Analysing Inconsistencies and Errors in PoS Tagging in two Icelandic Gold Standards

Steinþór Steingrímsson
The Árni Magnússon, Institute for Icelandic Studies, Reykjavík, Iceland

Sigrún Helgadóttir
The Árni Magnússon, Institute for Icelandic Studies, Reykjavík, Iceland

Eirikur Rögnvaldsson
University of Iceland, Reykjavík, Iceland

Published in: Proceedings of the 20th Nordic Conference of Computational Linguistics, NODALIDA 2015, May 11-13, 2015, Vilnius, Lithuania

Linköping Electronic Conference Proceedings 109:38, s. 287-291

NEALT Proceedings Series 23:38, s. 287-291

Published: 2015-05-06

ISBN: 978-91-7519-098-3

ISSN: 1650-3686 (print), 1650-3740 (online)

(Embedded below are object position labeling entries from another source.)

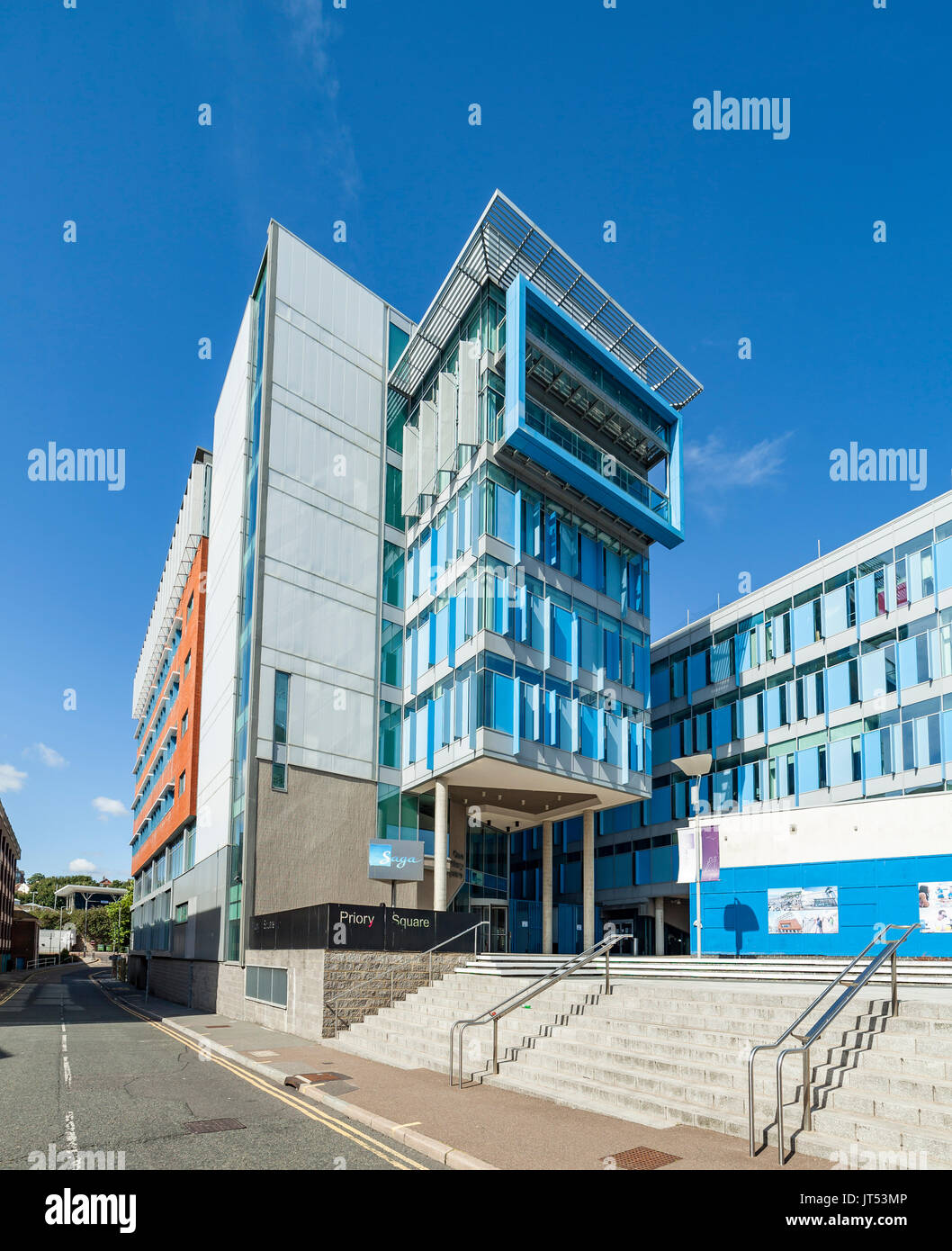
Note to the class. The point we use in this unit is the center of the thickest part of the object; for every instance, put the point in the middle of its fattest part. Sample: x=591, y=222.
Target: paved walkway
x=483, y=1126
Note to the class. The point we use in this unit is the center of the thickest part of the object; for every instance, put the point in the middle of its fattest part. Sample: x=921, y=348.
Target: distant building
x=9, y=856
x=25, y=942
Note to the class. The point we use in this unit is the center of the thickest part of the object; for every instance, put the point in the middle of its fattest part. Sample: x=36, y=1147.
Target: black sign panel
x=361, y=927
x=355, y=927
x=410, y=930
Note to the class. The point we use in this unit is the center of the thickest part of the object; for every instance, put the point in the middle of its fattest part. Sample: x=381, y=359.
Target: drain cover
x=299, y=1080
x=642, y=1158
x=214, y=1126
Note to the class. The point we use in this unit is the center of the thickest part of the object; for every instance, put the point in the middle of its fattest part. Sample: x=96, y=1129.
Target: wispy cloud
x=108, y=808
x=313, y=32
x=49, y=756
x=730, y=467
x=10, y=778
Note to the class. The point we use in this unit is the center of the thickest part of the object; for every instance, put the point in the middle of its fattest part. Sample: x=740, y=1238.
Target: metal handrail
x=374, y=981
x=513, y=1001
x=818, y=1026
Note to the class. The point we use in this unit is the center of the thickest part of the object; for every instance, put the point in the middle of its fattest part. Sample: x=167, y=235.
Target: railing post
x=807, y=1093
x=894, y=988
x=779, y=1107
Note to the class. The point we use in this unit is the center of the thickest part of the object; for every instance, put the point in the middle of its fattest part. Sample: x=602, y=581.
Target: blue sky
x=361, y=114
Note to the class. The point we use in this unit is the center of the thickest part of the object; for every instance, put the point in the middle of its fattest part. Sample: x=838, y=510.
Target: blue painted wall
x=871, y=892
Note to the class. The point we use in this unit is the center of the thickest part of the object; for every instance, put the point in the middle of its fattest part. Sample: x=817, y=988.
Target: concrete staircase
x=663, y=1052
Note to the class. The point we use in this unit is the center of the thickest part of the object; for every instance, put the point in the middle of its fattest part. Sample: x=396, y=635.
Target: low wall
x=328, y=990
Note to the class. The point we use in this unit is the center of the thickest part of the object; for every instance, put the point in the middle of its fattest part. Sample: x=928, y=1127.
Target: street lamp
x=696, y=767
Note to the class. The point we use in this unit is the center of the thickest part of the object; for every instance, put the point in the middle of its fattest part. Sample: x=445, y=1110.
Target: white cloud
x=10, y=778
x=108, y=808
x=49, y=756
x=724, y=467
x=330, y=143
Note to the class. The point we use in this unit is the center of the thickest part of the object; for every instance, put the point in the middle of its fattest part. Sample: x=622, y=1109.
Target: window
x=268, y=985
x=279, y=751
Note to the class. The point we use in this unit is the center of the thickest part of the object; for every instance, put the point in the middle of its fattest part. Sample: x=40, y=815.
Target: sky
x=362, y=114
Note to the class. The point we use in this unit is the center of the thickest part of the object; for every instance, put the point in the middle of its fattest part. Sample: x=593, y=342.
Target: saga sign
x=400, y=861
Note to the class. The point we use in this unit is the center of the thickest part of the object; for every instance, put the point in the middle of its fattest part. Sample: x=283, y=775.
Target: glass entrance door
x=496, y=935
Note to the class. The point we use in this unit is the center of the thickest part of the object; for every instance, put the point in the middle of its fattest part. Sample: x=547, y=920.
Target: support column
x=660, y=924
x=588, y=878
x=441, y=846
x=547, y=826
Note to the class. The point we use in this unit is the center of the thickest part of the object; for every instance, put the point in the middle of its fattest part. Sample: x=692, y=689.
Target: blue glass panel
x=835, y=615
x=840, y=762
x=561, y=634
x=839, y=687
x=660, y=686
x=866, y=597
x=502, y=703
x=590, y=562
x=721, y=661
x=660, y=804
x=697, y=670
x=943, y=564
x=872, y=667
x=721, y=725
x=808, y=770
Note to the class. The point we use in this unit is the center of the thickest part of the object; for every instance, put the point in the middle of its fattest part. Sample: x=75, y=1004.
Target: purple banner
x=709, y=855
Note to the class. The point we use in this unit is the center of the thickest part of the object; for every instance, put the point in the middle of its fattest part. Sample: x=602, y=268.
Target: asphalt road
x=79, y=1074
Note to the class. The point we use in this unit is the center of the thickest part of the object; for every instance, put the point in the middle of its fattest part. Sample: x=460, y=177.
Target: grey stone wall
x=356, y=984
x=327, y=990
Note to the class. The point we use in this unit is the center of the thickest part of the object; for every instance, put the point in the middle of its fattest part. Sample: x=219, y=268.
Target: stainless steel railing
x=818, y=1026
x=390, y=986
x=509, y=1004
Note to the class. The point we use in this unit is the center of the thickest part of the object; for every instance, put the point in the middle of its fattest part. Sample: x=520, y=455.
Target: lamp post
x=696, y=767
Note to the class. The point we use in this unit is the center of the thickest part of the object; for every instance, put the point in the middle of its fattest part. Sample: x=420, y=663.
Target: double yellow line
x=346, y=1131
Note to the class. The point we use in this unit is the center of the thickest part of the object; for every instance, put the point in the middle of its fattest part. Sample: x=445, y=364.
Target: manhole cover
x=214, y=1126
x=310, y=1078
x=641, y=1158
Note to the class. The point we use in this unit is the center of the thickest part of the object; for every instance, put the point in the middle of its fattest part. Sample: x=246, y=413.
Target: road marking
x=71, y=1139
x=363, y=1139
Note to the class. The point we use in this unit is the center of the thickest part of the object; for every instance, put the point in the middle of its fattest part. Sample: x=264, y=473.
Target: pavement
x=89, y=1081
x=478, y=1128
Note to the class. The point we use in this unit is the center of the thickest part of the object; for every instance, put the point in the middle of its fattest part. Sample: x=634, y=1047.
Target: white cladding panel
x=468, y=392
x=321, y=536
x=409, y=487
x=910, y=824
x=223, y=605
x=427, y=448
x=445, y=422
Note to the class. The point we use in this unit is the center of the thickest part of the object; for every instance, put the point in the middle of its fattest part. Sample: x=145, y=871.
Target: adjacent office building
x=427, y=598
x=824, y=699
x=9, y=856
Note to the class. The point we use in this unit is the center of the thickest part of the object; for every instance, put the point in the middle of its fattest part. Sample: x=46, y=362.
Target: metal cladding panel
x=445, y=420
x=427, y=449
x=467, y=430
x=410, y=484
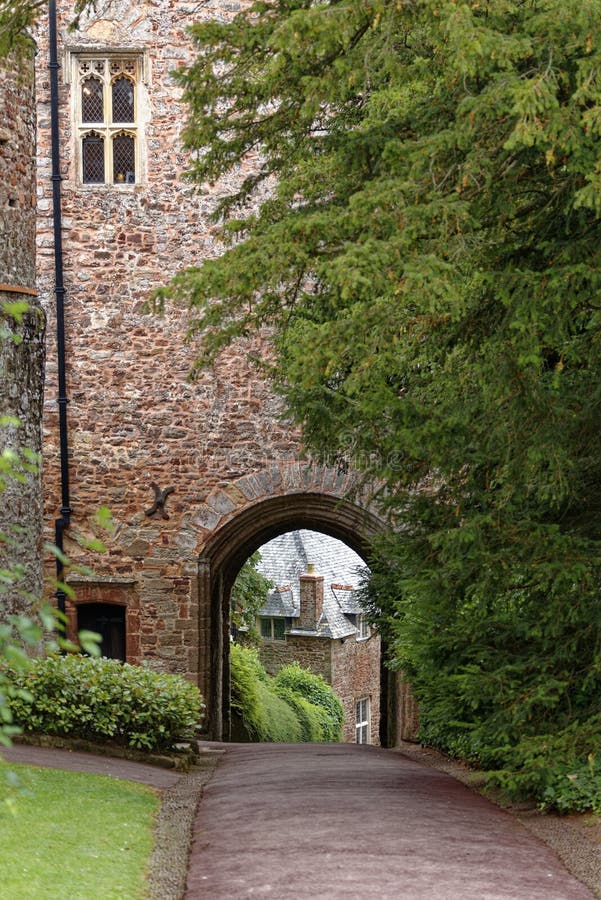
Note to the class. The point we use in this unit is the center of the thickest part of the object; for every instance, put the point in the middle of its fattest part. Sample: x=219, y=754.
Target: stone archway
x=279, y=500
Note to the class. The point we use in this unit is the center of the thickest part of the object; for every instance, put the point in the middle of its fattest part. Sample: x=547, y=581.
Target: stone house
x=197, y=475
x=312, y=616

This paper describes work in progress. We experiment with training a state-of-the-art tagger, Stagger, on a new gold standard, MIM-GOLD, for the PoS tagging of Icelandic. We compare the results to results obtained using a previous gold standard, IFD. Using MIM-GOLD, tagging accuracy is considerably lower, 92.76% compared to 93.67% accuracy for IFD. We analyze and classify the errors made by the tagger in order to explain this difference. We find that inconsistencies and incorrect tags in MIM-GOLD may account for this difference.